Still, the capture and processing requirements aside, what Gracia has pulled off here is remarkable. I would much rather watch a musician or comedian perform as a 6DoF volume in my living room, or preferred VR environment, than a 3DoF 180° 3D video, and I suspect if you’re reading this, you agree.
If you own a VR headset, head over to gracia.ai/store in your headset’s web browser, or your desktop browser for PC VR, and try it out for yourself. And even if you don’t, you can try a flatscreen render in your browser to get the basic idea, though without the sense of depth and scale.
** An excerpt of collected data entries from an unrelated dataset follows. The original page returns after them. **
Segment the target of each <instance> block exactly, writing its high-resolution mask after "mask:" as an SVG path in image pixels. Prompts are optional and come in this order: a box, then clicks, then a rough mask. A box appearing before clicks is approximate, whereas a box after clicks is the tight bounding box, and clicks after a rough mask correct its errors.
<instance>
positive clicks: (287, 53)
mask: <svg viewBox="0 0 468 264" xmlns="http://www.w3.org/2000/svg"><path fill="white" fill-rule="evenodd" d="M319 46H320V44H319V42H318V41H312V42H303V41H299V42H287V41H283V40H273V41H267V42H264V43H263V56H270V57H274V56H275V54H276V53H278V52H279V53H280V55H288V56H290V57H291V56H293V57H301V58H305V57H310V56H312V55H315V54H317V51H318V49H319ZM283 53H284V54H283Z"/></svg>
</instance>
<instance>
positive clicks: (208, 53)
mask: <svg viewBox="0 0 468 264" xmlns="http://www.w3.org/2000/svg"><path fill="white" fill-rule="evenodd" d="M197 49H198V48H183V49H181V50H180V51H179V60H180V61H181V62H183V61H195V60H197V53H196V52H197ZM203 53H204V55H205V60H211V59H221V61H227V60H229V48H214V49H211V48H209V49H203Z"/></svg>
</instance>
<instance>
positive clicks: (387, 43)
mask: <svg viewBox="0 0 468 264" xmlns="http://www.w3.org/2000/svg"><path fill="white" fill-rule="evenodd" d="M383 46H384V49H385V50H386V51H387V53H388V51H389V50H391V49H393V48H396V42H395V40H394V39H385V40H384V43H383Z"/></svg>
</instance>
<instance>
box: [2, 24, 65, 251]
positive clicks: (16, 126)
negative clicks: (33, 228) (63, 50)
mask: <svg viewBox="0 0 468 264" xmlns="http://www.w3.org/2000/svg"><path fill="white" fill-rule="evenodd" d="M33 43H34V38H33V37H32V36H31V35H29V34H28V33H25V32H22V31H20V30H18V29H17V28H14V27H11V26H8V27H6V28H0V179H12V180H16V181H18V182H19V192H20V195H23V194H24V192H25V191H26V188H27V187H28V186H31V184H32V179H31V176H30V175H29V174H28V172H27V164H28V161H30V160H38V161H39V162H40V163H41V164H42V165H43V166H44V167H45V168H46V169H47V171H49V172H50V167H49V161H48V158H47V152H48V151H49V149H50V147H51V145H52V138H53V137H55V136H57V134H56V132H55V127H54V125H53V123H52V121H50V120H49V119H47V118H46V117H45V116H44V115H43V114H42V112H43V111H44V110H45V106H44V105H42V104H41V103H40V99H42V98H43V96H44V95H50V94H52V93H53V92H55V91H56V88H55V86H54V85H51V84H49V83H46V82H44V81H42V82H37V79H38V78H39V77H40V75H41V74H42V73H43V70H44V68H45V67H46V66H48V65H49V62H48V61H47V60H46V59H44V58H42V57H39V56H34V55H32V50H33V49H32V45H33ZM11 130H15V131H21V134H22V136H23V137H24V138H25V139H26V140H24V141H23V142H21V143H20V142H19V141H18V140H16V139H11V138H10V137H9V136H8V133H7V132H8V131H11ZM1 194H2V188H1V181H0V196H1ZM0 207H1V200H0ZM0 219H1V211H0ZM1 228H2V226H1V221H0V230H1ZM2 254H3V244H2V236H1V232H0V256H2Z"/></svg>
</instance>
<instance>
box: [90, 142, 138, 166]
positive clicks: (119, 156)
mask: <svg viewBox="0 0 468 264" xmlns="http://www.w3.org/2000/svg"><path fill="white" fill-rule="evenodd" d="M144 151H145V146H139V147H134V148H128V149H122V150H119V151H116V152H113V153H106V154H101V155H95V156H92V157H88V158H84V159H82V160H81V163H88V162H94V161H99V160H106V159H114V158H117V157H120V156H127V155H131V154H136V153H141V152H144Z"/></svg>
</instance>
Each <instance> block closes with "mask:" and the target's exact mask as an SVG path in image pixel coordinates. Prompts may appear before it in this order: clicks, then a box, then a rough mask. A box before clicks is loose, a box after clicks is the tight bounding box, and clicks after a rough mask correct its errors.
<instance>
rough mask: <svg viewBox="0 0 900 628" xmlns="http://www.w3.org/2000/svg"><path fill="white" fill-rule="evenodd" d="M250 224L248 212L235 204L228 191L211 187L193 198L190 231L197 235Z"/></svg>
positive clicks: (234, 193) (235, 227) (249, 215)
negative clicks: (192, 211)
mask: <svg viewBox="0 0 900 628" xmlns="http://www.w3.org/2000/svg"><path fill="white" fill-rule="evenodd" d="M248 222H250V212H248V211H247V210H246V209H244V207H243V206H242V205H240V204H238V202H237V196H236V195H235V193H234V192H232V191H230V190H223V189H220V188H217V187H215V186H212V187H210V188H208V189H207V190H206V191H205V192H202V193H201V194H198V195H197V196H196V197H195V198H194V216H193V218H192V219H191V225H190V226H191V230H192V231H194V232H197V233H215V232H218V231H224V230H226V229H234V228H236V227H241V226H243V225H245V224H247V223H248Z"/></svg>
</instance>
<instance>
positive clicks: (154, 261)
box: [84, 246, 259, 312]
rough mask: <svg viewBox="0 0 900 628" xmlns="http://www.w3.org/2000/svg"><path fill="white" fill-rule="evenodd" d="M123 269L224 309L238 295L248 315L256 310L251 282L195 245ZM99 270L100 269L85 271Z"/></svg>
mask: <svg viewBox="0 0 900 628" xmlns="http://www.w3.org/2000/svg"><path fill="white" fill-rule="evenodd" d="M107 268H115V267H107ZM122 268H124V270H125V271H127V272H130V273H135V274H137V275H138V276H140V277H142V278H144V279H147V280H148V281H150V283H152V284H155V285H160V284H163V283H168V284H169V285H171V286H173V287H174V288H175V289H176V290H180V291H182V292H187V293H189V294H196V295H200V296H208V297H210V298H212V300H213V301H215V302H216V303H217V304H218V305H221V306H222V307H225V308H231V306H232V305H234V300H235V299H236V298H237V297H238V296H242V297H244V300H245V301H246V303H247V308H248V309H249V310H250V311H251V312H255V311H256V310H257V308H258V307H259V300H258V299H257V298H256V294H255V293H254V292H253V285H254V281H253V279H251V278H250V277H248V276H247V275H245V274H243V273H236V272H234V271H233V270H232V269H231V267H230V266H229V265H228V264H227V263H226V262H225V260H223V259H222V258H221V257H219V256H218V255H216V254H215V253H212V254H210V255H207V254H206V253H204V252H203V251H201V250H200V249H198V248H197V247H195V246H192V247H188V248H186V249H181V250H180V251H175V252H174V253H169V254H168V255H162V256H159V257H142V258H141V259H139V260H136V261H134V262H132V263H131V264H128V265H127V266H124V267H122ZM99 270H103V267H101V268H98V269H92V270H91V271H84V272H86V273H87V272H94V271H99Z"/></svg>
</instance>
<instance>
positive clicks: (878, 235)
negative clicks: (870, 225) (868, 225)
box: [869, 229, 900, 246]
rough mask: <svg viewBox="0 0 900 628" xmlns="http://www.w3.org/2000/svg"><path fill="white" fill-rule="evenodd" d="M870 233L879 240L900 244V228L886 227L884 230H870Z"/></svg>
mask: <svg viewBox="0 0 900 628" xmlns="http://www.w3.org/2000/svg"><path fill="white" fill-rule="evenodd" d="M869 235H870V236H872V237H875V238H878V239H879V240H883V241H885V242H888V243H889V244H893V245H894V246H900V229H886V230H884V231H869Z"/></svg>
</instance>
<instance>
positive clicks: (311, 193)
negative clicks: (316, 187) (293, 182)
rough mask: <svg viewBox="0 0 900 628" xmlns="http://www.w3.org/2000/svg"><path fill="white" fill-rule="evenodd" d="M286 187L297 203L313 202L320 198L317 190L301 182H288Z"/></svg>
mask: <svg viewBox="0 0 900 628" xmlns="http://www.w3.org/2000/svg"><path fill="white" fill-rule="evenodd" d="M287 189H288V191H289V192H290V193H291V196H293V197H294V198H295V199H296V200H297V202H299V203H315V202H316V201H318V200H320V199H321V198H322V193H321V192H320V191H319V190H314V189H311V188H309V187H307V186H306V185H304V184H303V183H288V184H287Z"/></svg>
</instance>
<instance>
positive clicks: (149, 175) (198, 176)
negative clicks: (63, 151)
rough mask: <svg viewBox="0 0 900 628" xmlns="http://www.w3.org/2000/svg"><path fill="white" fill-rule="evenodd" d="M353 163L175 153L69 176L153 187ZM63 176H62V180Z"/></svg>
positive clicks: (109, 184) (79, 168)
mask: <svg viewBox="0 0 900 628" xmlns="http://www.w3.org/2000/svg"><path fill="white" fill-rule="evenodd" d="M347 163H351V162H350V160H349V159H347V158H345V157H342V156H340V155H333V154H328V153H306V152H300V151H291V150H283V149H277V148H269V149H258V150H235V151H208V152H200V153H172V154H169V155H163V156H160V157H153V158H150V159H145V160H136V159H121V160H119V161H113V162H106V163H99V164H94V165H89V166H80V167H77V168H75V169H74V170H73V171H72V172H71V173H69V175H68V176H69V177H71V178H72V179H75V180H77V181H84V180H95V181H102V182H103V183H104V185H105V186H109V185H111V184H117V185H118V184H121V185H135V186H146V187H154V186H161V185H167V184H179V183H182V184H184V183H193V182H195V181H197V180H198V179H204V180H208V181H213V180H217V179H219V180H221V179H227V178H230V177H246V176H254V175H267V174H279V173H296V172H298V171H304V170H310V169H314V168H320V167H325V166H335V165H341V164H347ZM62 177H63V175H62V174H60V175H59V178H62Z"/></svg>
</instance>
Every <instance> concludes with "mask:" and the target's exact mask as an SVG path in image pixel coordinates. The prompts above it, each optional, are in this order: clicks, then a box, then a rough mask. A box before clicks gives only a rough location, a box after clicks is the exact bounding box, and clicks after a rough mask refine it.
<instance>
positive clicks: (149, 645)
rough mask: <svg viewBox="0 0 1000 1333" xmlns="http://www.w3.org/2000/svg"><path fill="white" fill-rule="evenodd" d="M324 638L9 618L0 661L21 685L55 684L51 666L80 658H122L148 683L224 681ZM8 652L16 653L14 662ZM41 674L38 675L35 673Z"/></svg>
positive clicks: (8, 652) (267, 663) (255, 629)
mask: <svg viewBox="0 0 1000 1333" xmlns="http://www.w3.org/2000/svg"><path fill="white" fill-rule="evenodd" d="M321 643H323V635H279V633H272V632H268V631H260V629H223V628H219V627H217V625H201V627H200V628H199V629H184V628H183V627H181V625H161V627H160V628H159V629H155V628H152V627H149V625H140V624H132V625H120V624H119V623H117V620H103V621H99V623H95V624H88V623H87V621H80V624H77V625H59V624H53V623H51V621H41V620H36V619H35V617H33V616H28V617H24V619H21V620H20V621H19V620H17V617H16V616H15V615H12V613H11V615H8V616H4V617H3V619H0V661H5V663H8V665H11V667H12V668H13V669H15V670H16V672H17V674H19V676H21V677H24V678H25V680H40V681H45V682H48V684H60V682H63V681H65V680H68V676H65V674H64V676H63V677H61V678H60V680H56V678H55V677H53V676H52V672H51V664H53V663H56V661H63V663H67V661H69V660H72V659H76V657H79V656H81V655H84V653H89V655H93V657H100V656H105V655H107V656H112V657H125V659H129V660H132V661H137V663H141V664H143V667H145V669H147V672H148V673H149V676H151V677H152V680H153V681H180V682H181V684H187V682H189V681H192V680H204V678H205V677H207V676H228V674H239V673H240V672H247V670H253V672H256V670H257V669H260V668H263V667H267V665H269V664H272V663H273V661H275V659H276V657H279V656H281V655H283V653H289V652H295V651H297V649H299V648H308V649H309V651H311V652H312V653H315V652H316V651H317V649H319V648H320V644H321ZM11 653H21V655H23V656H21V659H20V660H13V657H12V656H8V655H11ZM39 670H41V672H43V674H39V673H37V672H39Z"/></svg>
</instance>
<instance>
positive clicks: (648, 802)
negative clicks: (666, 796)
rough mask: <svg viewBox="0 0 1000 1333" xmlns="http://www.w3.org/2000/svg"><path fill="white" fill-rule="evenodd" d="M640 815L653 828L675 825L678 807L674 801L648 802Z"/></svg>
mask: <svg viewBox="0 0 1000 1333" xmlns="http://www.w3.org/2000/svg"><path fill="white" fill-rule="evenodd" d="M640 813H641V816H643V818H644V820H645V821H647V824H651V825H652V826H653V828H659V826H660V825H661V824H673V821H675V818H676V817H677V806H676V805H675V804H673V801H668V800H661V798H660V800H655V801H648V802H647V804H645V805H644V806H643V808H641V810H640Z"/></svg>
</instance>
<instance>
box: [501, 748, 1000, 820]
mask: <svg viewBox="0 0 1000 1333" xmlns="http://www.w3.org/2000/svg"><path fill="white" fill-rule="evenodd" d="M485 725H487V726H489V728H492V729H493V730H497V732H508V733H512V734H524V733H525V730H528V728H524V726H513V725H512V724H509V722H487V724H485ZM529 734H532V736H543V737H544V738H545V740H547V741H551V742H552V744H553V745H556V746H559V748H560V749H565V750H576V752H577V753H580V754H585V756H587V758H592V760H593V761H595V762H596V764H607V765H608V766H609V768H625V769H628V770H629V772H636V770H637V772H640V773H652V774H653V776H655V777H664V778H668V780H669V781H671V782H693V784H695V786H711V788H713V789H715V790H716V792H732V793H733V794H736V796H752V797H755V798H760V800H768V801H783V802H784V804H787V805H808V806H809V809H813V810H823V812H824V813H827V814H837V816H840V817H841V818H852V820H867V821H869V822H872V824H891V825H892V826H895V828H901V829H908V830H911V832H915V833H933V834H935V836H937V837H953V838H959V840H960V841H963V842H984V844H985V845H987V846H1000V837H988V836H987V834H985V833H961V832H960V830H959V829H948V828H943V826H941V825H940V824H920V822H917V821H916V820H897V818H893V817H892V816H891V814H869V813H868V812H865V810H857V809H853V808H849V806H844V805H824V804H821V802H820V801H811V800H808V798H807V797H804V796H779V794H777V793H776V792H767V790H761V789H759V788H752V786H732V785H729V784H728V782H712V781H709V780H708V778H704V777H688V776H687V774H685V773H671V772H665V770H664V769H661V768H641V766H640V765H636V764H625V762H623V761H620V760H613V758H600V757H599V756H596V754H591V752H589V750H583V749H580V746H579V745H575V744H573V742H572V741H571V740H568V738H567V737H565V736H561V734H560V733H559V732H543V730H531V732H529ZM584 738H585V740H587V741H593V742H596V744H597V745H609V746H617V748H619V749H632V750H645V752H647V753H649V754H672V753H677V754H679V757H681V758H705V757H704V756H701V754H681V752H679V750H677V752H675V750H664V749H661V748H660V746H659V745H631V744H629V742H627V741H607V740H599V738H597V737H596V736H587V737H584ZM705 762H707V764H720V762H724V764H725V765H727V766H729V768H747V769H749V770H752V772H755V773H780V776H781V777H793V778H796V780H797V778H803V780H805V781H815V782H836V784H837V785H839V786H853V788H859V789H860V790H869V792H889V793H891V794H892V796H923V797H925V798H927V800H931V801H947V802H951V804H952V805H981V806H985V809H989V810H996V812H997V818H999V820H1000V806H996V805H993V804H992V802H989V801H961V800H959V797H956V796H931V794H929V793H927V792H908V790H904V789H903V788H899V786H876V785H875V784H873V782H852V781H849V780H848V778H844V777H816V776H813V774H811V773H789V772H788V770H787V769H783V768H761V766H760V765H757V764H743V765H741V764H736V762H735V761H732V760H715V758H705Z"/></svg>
The next frontier for the volumetric scenes space will be developing the technology to allow anyone to capture volumetric scenes with a couple of iPhones and to significantly reduce the processing time. As impossible as this might sound today, so did the idea of even streaming this type of content a few years ago, and the pace of progress in the 3D reconstruction scene, leveraging the rapid advancements in AI, remains staggering. The “YouTube of truly volumetric content” is not possible today, but I suspect it very much so will be by the end of this decade – and it could become a core use case of XR technology, propelling its mainstream use by the compounding advantages of a social content feed platform that truly takes advantage of it.
I’m actively writing on UploadVR again, and this article is one in a series of “catch up” pieces where I report on some of the interesting things that have been happening in the industry in recent months. And yes, VR Download is coming back very soon!